There are also complications that come into the game design that can make class systems have some real world advantages. Artistic theme is a big one. Druids can have class specific gear that is all leafy and natural. Warriors can have thematic gear that makes them look like a tin can. Like others have said, a game needs character and that is one thing that classes can provide.
Another side effect of a skill based game is how to handle respecs. A respec can allow the player to completely change their primary role making a respec much more significant than you would see in a class respec which will most likely be a much smaller change to your character overall. Game designers of skill based games are much less likely to give out respecs and whether you like respec or not, there are a lot of people who do like them. Its a feature that is much easier to justify in a class based game.
Personally, the number one aspect of class based games that I like are the big overpowered rule breaking abilities. Things like the Paladin's bubble, the healer's resurrect, the warrior's charge. If you make those available to everyone so that they can charge, bubble, resurrect, hold (ex. WoW's sheep), heal, and do everything under the sun then it can away a lot of the strategic significance that can make a game deep and interesting. With a class system these overpowered abilities can be balanced individually with weaknesses in other areas.

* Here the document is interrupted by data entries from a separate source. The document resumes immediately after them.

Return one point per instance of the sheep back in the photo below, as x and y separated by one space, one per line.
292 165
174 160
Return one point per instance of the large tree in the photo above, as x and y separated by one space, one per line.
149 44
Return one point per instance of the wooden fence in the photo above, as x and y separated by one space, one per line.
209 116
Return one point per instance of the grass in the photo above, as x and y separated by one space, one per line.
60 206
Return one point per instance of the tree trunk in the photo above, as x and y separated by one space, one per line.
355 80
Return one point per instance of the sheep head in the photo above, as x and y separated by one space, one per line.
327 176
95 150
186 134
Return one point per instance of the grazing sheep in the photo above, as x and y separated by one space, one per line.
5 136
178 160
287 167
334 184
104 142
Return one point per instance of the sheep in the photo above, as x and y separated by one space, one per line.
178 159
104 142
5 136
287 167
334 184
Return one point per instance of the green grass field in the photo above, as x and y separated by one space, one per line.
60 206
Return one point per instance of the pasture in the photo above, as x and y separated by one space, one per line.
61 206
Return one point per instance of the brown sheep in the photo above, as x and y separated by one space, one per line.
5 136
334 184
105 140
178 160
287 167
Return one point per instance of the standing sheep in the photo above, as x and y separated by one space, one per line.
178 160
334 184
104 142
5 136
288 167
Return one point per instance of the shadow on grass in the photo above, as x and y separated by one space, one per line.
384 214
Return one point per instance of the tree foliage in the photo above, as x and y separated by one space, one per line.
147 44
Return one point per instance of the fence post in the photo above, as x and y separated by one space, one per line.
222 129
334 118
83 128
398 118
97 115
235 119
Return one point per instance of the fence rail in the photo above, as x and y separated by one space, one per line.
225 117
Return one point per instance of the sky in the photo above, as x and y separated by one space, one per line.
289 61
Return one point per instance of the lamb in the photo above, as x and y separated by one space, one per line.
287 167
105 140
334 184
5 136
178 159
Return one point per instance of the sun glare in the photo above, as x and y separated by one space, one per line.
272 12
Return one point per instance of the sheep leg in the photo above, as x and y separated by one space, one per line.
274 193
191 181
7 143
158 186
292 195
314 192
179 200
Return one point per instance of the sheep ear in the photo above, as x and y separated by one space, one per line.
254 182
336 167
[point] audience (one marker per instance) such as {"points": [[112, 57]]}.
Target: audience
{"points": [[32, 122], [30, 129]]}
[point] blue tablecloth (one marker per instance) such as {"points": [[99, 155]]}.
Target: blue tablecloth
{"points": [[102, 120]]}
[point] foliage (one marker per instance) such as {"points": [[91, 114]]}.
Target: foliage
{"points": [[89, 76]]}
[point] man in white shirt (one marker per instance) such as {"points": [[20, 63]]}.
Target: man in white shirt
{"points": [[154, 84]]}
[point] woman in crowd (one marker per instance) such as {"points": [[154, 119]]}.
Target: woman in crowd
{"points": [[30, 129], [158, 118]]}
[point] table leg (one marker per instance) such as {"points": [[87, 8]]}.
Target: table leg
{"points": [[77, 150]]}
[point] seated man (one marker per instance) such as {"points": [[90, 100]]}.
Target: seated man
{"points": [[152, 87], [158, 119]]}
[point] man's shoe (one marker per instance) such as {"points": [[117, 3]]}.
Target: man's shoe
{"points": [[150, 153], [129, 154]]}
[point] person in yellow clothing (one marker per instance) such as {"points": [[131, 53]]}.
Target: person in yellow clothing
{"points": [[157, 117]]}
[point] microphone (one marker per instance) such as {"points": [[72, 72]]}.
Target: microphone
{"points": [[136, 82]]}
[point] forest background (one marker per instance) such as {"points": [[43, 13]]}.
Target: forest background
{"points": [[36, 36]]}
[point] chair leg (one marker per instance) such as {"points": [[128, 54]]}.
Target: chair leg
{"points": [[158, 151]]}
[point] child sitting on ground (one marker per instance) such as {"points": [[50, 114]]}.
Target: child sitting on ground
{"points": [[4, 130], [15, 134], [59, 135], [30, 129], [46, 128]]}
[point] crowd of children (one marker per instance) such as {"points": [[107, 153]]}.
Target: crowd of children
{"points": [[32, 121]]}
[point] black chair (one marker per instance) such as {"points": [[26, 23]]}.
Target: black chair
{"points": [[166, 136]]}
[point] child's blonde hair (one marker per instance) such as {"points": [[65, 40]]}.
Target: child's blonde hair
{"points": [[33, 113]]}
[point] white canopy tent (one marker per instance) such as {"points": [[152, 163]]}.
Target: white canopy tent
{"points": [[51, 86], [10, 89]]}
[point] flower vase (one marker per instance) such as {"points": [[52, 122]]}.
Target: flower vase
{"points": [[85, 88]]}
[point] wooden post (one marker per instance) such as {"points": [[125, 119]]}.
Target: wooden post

Again, I'm mostly just playing devil's advocate and really do like skill systems. So don't crucify me for disagreeing. I've designed board games both ways and have come to appreciate the pros and cons of either method. When it comes to MMOG's my favorites have always been the skill based games like UO, AC, and FE.
Interesting, I am one step away from clarifying my idea ;p.
My idea of a good skill system is basically a class based system backwards...I know XD
The thing that the skill based system has is exactly what you said, the character experienced a little bit of warrior and is fine with it, but doesn't want it to be his main focus, so he changes to learn a few archer abilities, he then realizes he loves sniping people and hiding from afar so he chooses to specialize in that role and leave warrior as a secondary skill.
In a class based system you would be forced to play as a warrior as your primary role, but in skill based system you could choose your primary role over time after tasting every skill, this could easily be done if for each 5 levels you advanced, you could choose to RELOCATE a skill point you might not like, maybe you tried out warrior, archer and mage, but you decide to stick with 1st -archer/ 2nd -mage, so you use your relocating items to relocate a few points from warrior which you don't really need that much to become much better at your chosen skills.
At the end when you reached an extreme, advanced enough in one or two orientations (Warrior, archer, mage) you would be given an spectacular ability like you said.
In class based system you are forced to choose without knowing how your play style will be forced to be, while in a WELL MADE skill based system you can choose what to be overtime as you experiment.
So yeah I agree with you, its all thanks to poor game design from the developers, an MMO should be made thinking about the crucial features from the start instead of your typical target and attack MMO template (wow, RoM, Allods and probably many more I haven't bothered with).